Hi, I’m currently trying to understand how CharacterMovementComponent works.
From my understanding, UCharacterMovementComponent::ClientUpdatePositionAfterServerUpdate is used when client and server moves diverge and a correction issued from the server is necessary. Here’s my question: why is it that the character reproduces any moves sent from the server instead of the server simply directly updating the characters position, velocity, acceleration, movement state, etc.? Wouldn’t this be a simpler solution or am I misunderstanding something?
Specifically, I’m interested about this part:
// Replay moves that have not yet been acked.
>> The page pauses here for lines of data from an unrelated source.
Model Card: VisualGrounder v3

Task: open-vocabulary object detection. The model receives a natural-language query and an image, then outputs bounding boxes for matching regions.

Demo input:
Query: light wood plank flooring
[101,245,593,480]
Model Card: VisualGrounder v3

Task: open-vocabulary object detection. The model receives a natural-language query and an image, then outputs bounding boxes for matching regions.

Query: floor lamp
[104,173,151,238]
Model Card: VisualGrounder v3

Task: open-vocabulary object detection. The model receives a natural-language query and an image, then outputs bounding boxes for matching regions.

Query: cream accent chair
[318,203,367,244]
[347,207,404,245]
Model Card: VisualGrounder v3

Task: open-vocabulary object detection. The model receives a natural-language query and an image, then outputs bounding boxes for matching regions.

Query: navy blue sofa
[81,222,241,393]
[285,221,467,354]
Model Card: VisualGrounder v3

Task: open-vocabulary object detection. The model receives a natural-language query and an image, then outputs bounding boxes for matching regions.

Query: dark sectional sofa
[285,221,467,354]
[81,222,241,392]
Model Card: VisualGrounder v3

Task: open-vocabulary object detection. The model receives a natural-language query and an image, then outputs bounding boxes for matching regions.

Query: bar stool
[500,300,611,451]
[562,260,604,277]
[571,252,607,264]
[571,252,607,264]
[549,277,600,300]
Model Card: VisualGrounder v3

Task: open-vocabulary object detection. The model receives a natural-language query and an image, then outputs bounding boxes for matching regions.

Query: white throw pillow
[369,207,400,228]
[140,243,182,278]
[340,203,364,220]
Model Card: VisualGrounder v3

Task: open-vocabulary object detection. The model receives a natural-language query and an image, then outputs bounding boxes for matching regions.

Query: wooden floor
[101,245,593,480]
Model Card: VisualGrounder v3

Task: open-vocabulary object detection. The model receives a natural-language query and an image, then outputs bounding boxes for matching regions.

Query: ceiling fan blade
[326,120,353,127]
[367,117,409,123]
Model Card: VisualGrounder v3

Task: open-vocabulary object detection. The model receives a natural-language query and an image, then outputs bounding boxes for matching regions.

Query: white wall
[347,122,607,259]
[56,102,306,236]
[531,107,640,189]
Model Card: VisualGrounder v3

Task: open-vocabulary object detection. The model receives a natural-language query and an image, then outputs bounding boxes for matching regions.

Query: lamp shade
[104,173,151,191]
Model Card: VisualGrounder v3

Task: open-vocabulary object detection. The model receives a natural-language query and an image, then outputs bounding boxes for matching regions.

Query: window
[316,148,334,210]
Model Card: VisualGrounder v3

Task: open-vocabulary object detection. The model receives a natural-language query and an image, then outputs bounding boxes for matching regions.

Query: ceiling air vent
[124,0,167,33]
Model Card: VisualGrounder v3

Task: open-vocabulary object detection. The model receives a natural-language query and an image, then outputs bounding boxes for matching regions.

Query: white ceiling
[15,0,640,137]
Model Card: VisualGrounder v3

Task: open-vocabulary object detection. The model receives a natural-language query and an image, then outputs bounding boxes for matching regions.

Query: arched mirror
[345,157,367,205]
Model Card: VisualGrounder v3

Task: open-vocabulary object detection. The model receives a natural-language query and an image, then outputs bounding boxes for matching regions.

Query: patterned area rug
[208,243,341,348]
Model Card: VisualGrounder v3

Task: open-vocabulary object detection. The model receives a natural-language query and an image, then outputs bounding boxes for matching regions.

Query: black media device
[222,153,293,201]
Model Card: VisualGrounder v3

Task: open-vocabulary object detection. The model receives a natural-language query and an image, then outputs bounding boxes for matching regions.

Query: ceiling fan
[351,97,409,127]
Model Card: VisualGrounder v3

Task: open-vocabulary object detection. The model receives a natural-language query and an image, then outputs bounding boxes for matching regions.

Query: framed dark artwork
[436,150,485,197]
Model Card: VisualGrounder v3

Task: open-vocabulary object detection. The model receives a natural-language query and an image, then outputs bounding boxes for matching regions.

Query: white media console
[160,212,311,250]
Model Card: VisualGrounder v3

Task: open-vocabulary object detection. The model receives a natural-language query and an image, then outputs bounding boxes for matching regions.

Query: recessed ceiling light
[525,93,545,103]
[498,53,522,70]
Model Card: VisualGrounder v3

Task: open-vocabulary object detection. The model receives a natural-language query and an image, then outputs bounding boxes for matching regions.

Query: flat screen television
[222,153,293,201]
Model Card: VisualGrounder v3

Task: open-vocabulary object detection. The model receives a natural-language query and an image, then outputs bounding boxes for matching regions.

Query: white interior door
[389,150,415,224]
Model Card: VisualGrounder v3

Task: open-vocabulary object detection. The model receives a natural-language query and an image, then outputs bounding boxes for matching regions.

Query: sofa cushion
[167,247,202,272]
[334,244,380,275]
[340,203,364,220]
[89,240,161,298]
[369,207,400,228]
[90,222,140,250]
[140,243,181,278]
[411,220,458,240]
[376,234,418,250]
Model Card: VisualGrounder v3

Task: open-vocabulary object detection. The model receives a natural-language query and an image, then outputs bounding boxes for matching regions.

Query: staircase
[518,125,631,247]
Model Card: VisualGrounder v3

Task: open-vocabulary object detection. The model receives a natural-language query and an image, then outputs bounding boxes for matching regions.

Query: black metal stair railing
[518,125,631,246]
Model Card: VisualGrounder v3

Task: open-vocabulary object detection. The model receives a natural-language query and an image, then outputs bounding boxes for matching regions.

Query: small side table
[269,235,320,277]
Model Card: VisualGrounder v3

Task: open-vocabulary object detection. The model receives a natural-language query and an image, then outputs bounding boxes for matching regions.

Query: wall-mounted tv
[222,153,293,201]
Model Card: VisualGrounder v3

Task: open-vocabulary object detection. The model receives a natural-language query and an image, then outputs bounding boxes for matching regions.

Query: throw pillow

UE_LOG(LogNetPlayerMovement, Verbose, TEXT("ClientUpdatePositionAfterServerUpdate Replaying %d Moves, starting at Timestamp %f"), ClientData->SavedMoves.Num(), ClientData->SavedMoves[0]->TimeStamp);
for (int32 i=0; i<ClientData->SavedMoves.Num(); i++)
{
FSavedMove_Character* const CurrentMove = ClientData->SavedMoves[i].Get();
checkSlow(CurrentMove != nullptr);
CurrentMove->PrepMoveFor(CharacterOwner);
MoveAutonomous(CurrentMove->TimeStamp, CurrentMove->DeltaTime, CurrentMove->GetCompressedFlags(), CurrentMove->Acceleration);
CurrentMove->PostUpdate(CharacterOwner, FSavedMove_Character::PostUpdate_Replay);
}
Long answer: First of all, the moves that are replayed are all client moves, the server doesn’t send moves to the client. The client saves all moves that are executed locally up to a certain amount (I think by default the last 100 moves or so are saved). Let’s say there is a latency of 100 ms between client and server and something went wrong on the client: the server will notice the error only 100 ms after it happened on the client, meanwhile the client keeps on playing with the erroneous state. Sending the correction data back to the client will take another 100 ms so when the client receives the packet he is already 200 ms ahead of when the error originally occured. If you just set the client to that corrected state now he will teleport 200 ms back in time which the player would notice as a massive teleport, even if the error was just very minor at the time when it originally happened. Instead, after the correction, we also replay all of the moves that the client has executed within the 200 ms since the error occured. That way, the player doesn’t lose all the input of the last 200 ms and, depending on the circumstances, may not even notice the correction at all.